# Climate coding challenge, Part 6

Getting your own data

## There are more Earth Observation data online than any one person could ever look at

[NASA’s Earth Observing System Data and Information System (EOSDIS)
alone manages over 9PB of
data](https://www.earthdata.nasa.gov/learn/articles/getting-petabytes-people-how-eosdis-facilitates-earth-observing-data-discovery-and-use).
1 PB is roughly 100 times the entire Library of Congress (a good
approximation of all the books available in the US). It’s all available
to **you** once you learn how to download what you want.
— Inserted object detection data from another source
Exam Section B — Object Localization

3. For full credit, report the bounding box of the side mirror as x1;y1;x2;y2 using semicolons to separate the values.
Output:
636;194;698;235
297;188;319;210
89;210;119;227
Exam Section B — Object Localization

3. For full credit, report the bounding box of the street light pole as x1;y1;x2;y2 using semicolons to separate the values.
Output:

Here we’re using the NOAA National Centers for Environmental Information
(NCEI) [Access Data
Service](https://www.ncei.noaa.gov/support/access-data-service-api-user-documentation)
application progamming interface (API) to request data from their web
servers. We will be using data collected as part of the Global
Historical Climatology Network daily (GHCNd) from their [Climate Data
Online library](https://www.ncdc.noaa.gov/cdo-web/datasets) program at
NOAA.

For this example we’re requesting [daily summary data in
**Boulder, CO** (station ID
**USC00050848**)](https://www.ncdc.noaa.gov/cdo-web/datasets/GHCND/stations/GHCND:USC00050848/detail).

> ** Your task:**
>
> 1.  Research the [**Global Historical Climatology Network -
>     Daily**](https://www.ncei.noaa.gov/metadata/geoportal/rest/metadata/item/gov.noaa.ncdc:C00861/html)
>     data source.
> 2.  In the cell below, write a 2-3 sentence description of the data
>     source.
> 3.  Include a citation of the data (**HINT:** See the ‘Data Citation’
>     tab on the GHCNd overview page).
>
> Your description should include:
>
> -   who takes the data
> -   where the data were taken
> -   what the maximum temperature units are
> -   how the data are collected

### The Global Historical Climatology Network - Daily

The GHCN is a global network of various meteorlogival measurements made on land - mostly precipitation. In this case, these are daily observations and U.S. based observations are updated daily in most cases. While the GHCN provides an abundance of historucal meteorlogical data, its direct use for understanding climate change is limited because the data collected does not meet climate monitoring standards. Therfore some data cleaning is required before interpretation. 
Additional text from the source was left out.